Materials and methods

The butterflies

Our outcrossed stock of B. anynana was founded from over 80 gravid females collected at a single locality in Malawi in 1988. It is maintained at a census size of several hundred adults in each generation. Adults feed on mashed banana and larvae on maize plants.

Butterflies for the following experiments were reared in climate rooms at 27 °C and high humidity. We used only virgin, young butterflies (females 2–4 days old; males 2–7 days – males can live and reproduce for over 100 days but freshly eclosed butterflies do not readily mate). Two pure-breeding mutant lines were also used in experiments on sperm competition. One line is homozygous for the recessive yellow mutant (pupal colour) and the dominant Spotty mutant specifying two additional forewing eyespots (Brakefield & French, 1993). The other line is fixed for the recessive melanine allele yielding dark, ebony-coloured adults (previously unpublished).

Effective population size

Two replicate mating cages (I and II) were used for the Ne experiment. Each cage was a hanging cylinder of black cotton netting (30 cm diameter). Butterflies of each sex from the outcrossed stock were separated at eclosion and marked with individual numbers on their ventral wings. These numbers could be read on butterflies in copula without disturbing them. When sufficient butterflies were available, 54 males and 54 females were released together in each mating cage at lights on day 0. This adult density is typical for our experiments, especially those involving artificial selection. Adult food, but no egg-laying plant, was freely available in each cage. During the periods of light (each 9 h long) in the following 3 days the cages were inspected for new matings at least every 15 min. Under similar conditions, the time spent in copula averaged 31.3 min with a minimum of 15 min (N=111; SD=10.0). Courtship tended to peak towards the beginning and end of each day. Many matings occurred in the first hour of the experiment during which each cage was continuously monitored. Thereafter, notes were kept on those pairings of comparatively long duration.
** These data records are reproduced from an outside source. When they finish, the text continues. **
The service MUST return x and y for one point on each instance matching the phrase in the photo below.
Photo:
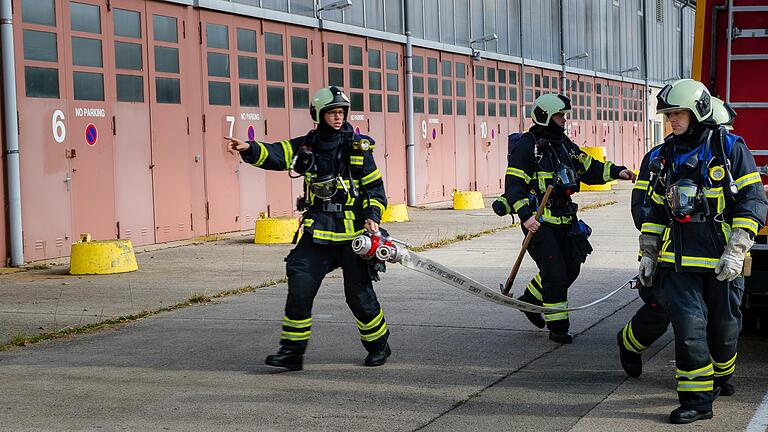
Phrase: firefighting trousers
(649, 323)
(706, 319)
(552, 249)
(306, 266)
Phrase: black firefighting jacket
(698, 245)
(342, 218)
(530, 169)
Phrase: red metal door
(91, 125)
(176, 117)
(132, 148)
(276, 114)
(395, 123)
(464, 136)
(44, 131)
(219, 35)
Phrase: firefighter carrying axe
(511, 279)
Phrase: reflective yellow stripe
(518, 173)
(652, 228)
(262, 155)
(695, 385)
(641, 185)
(745, 223)
(519, 204)
(707, 370)
(747, 180)
(371, 324)
(288, 151)
(373, 176)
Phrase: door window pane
(218, 93)
(374, 80)
(246, 40)
(392, 63)
(218, 64)
(275, 97)
(166, 59)
(336, 77)
(130, 88)
(216, 36)
(85, 18)
(335, 53)
(164, 29)
(374, 101)
(274, 71)
(249, 95)
(374, 58)
(127, 23)
(128, 56)
(86, 52)
(393, 103)
(41, 12)
(300, 73)
(356, 102)
(41, 82)
(393, 82)
(40, 46)
(355, 56)
(298, 47)
(273, 43)
(168, 90)
(247, 67)
(88, 86)
(356, 78)
(300, 97)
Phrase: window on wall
(41, 76)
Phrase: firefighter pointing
(343, 196)
(705, 204)
(541, 157)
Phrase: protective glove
(649, 244)
(732, 261)
(500, 206)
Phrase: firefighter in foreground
(706, 204)
(651, 321)
(344, 195)
(540, 157)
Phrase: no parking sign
(91, 134)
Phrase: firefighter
(541, 157)
(651, 321)
(705, 205)
(343, 196)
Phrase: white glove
(732, 261)
(646, 271)
(649, 244)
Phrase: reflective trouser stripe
(630, 343)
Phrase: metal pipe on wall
(12, 171)
(410, 147)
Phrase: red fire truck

Males were removed from the two cages at the end of day 3. After one further day, all females were placed individually in egg-laying pots containing adult food and a grass cutting for oviposition (males were stored at – 80 °C). Eggs laid over the next 3 days were allowed to hatch after removal and storage of the female parent. Larvae were then counted on day 12 to yield estimates of progeny number. Any infertile or unhatched eggs were thus excluded from estimates of Ne.
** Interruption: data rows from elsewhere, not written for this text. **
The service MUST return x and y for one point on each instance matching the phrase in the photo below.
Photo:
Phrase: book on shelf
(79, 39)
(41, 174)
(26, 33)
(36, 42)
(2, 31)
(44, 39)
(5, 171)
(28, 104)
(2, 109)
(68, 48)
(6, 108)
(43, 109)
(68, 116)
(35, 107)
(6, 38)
In an additional experiment, the number of eggs an individual female lays during her first 3 days of oviposition was found to be well correlated to her lifetime egg production (Fig. 1a; the comparable correlation coefficient based on numbers of hatching larvae for the same set of 19 females was 0.80). On average, a female lays 29% of her total eggs over the first 3 days of oviposition. Furthermore, observations from another experiment in which families were raised in separate cages (excluding very high larval densities), indicate that numbers of hatching larvae are highly correlated with those of eclosing adults (Fig. 1b). These additional data sets demonstrate that our experimental data for early, partial fecundity of individuals in the parental generation provide good predictions of their lifetime reproductive success under our laboratory conditions.

Figure . 1.

(a) The relationship between the number of eggs laid by individual females of Bicyclus anynana over the first 3 days of oviposition and the total number of eggs laid during their lifetime. Mating and oviposition were carried out as in the main experiments. The correlation coefficient is 0.82. (b) The relationship between number of hatching larvae and individuals surviving to pupation for 56 families from the outcrossed stock. Eggs were laid over a single period of 12 h and larvae were reared in individual sleeves at 27 °C. The linear regression line equation is: Y=0.475 + 0.843X with a correlation coefficient of 0.98.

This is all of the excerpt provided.